Other supportive care may be needed in the IMTP patient. Clinical signs secondary to hemorrhage may require administration of blood products (whole blood, packed red blood cells and plasma). Fluids may also be needed for short-term support if patients are not drinking on their own. One other trick that the author learned many years ago from Dr. Leah Cohn is that oral administration of a diagnostic dose of barium sulfate can help ameliorate gastrointestinal tract bleeding in IMTP patients.

Prognosis

Patients with IMTP tend to respond favorably to immunosuppressive therapy, and the mortality rate associated with the disease is reportedly low. The presence of concurrent IMTP and IMHA is generally associated with a worse prognosis than is IMTP alone. In one recent study, 84% of dogs with IMTP survived to discharge, with a relapse rate of approximately 10% in the dogs that could be followed after discharge. This particular paper suggested that the presence of increased BUN and melena were negative prognostic indicators, but the author has seen many of such dogs survive to discharge and beyond. Also, in the author's experience, patients that die from IMTP tend to have central nervous system bleeds that cause acute death or prompt euthanasia. The author has also had two patients in his career that developed urethral obstructions secondary to large blood clots in the urinary bladder as a result of thrombocytopenic induced bleeding.
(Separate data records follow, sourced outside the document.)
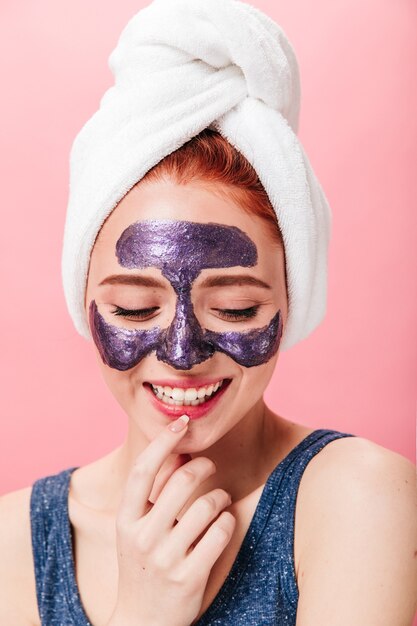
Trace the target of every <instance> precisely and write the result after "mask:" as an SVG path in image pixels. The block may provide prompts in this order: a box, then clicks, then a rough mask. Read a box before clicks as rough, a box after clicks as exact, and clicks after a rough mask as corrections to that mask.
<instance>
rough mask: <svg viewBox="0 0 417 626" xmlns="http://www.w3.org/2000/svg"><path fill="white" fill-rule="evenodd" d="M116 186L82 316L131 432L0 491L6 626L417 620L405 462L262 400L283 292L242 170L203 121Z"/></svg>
mask: <svg viewBox="0 0 417 626" xmlns="http://www.w3.org/2000/svg"><path fill="white" fill-rule="evenodd" d="M103 184H104V183H103ZM121 196H122V197H121V199H119V200H118V201H117V203H116V206H114V207H112V210H111V211H110V212H109V213H108V215H107V217H106V219H105V220H104V222H103V223H102V224H100V227H99V228H98V229H97V236H96V237H95V238H94V245H93V246H92V247H91V250H90V251H89V254H88V272H87V276H86V282H85V290H84V292H83V295H84V298H83V304H82V308H83V315H84V318H85V320H86V323H87V324H88V328H89V331H90V333H91V336H92V338H93V341H94V344H93V349H94V350H95V352H96V355H97V362H98V366H99V367H100V369H101V372H102V374H103V377H104V379H105V381H106V384H107V385H108V386H109V388H110V390H111V392H112V393H113V395H114V396H115V398H116V399H117V401H118V402H119V403H120V405H121V406H122V407H123V409H124V411H125V412H126V415H127V418H128V432H127V437H126V439H125V441H124V442H123V444H122V445H121V446H120V447H118V448H116V449H115V450H114V451H112V452H111V453H110V454H108V455H107V456H105V457H103V458H100V459H98V460H97V461H95V462H93V463H91V464H89V465H86V466H84V467H71V468H67V469H64V470H62V471H61V472H59V473H58V474H55V475H52V476H47V477H44V478H41V479H39V480H37V481H36V482H35V483H34V484H33V485H31V486H30V487H28V488H26V489H22V490H19V491H16V492H13V493H10V494H7V495H6V496H4V497H3V498H2V499H1V502H0V514H1V515H0V519H1V528H0V531H1V532H0V548H1V555H2V558H1V560H0V563H1V564H0V623H1V624H13V625H14V626H40V625H41V624H42V625H47V626H55V625H60V626H62V625H64V624H65V625H67V624H75V625H77V626H87V625H90V624H91V625H94V626H105V625H109V626H110V625H111V626H134V625H135V626H137V625H138V624H139V625H146V626H154V625H155V626H165V625H167V626H168V625H169V626H190V625H191V624H193V625H194V624H195V625H198V626H208V625H215V624H216V625H217V624H218V625H220V624H221V625H232V624H233V625H242V626H243V625H244V624H245V625H247V624H249V625H259V626H260V625H269V624H271V625H272V624H275V625H277V624H279V625H282V626H284V625H286V626H287V625H290V624H291V625H296V626H335V625H338V626H348V625H349V626H350V625H351V624H366V625H367V626H374V625H375V626H376V625H378V626H388V625H389V626H406V625H408V626H411V622H412V618H413V614H414V611H415V608H416V607H415V604H416V595H415V591H416V580H417V571H416V562H417V559H416V546H415V539H416V528H417V519H416V511H415V504H416V503H415V499H416V494H415V489H416V478H415V468H414V466H413V465H412V464H411V463H410V462H409V461H408V460H407V459H405V458H404V457H402V456H400V455H398V454H395V453H394V452H392V451H390V450H387V449H385V448H382V447H381V446H378V445H376V444H375V443H373V442H371V441H368V440H366V439H363V438H360V437H356V436H354V435H352V434H351V433H343V432H339V431H335V430H329V429H324V428H320V429H315V430H314V429H312V428H309V427H308V426H305V425H303V424H297V423H293V422H291V421H290V420H288V419H286V418H285V417H284V416H281V415H278V414H276V413H274V412H273V411H272V410H271V409H270V408H269V407H267V406H266V404H265V402H264V399H263V394H264V391H265V388H266V386H267V385H268V382H269V380H270V378H271V376H272V373H273V370H274V368H275V366H276V364H277V360H278V357H279V353H280V348H281V346H282V342H283V338H284V336H285V335H284V333H285V331H286V329H287V328H288V320H289V317H290V313H291V302H292V303H294V301H295V300H294V296H291V293H292V292H291V289H290V287H291V283H290V282H289V280H290V279H289V277H288V274H289V271H288V270H290V269H291V264H290V262H289V260H288V258H287V252H288V251H289V247H288V245H287V246H286V245H285V244H284V232H286V231H285V222H283V228H281V226H280V224H279V221H278V220H277V213H276V209H275V207H274V206H273V205H272V203H271V201H270V198H269V195H268V194H267V192H266V191H265V188H264V186H263V185H262V184H261V182H260V180H259V177H258V175H257V171H256V170H255V168H254V167H253V166H252V165H251V164H250V163H249V161H248V159H247V158H245V157H244V156H243V154H241V152H240V151H239V150H237V149H236V148H234V147H233V146H232V145H231V144H230V143H229V142H228V141H227V140H226V139H225V138H224V137H223V136H222V134H221V133H219V132H217V131H216V130H213V129H212V128H206V129H204V130H203V131H202V132H199V133H197V135H195V136H194V137H193V138H192V139H190V140H189V141H186V142H184V143H183V144H182V145H181V147H179V148H178V149H176V150H174V151H172V152H171V153H170V154H167V155H166V156H165V157H164V158H163V159H161V160H160V161H159V162H158V163H157V164H156V165H154V166H153V167H151V168H148V171H147V172H146V174H145V175H143V176H141V177H138V181H137V182H136V183H135V184H134V185H133V186H130V188H129V190H128V191H127V192H126V193H122V194H121ZM74 245H75V244H74ZM290 258H291V257H290ZM290 276H292V274H290ZM291 298H292V300H291Z"/></svg>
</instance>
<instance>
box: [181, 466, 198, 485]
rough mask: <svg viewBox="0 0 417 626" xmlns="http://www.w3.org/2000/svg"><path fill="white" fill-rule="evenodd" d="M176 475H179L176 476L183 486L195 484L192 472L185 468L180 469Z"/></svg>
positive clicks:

References and suggested reading (additional references available on request)

Botsch V, et al. Retrospective study of 871 dogs with thrombocytopenia. Veterinary Record 2009; 164:647-651.

Grindem CB, et al. Epidemiologic survey of thrombocytopenia in dogs: a report on 987 cases. Veterinary

Clinical Pathology 1991; 20:38-43.

O'Marra SK, et al. Treatment and predictors of outcome in dogs with immune-mediated thrombocytopenia. J Am Vet Med Assoc 2011;238:346–352.

Rozanski EA, et al. Comparison of platelet count recovery with use of vincristine and prednisone or prednisone alone for treatment for severe immune-mediated thrombocytopenia in dogs. J Am Vet Med Assoc 2002;220:477-481.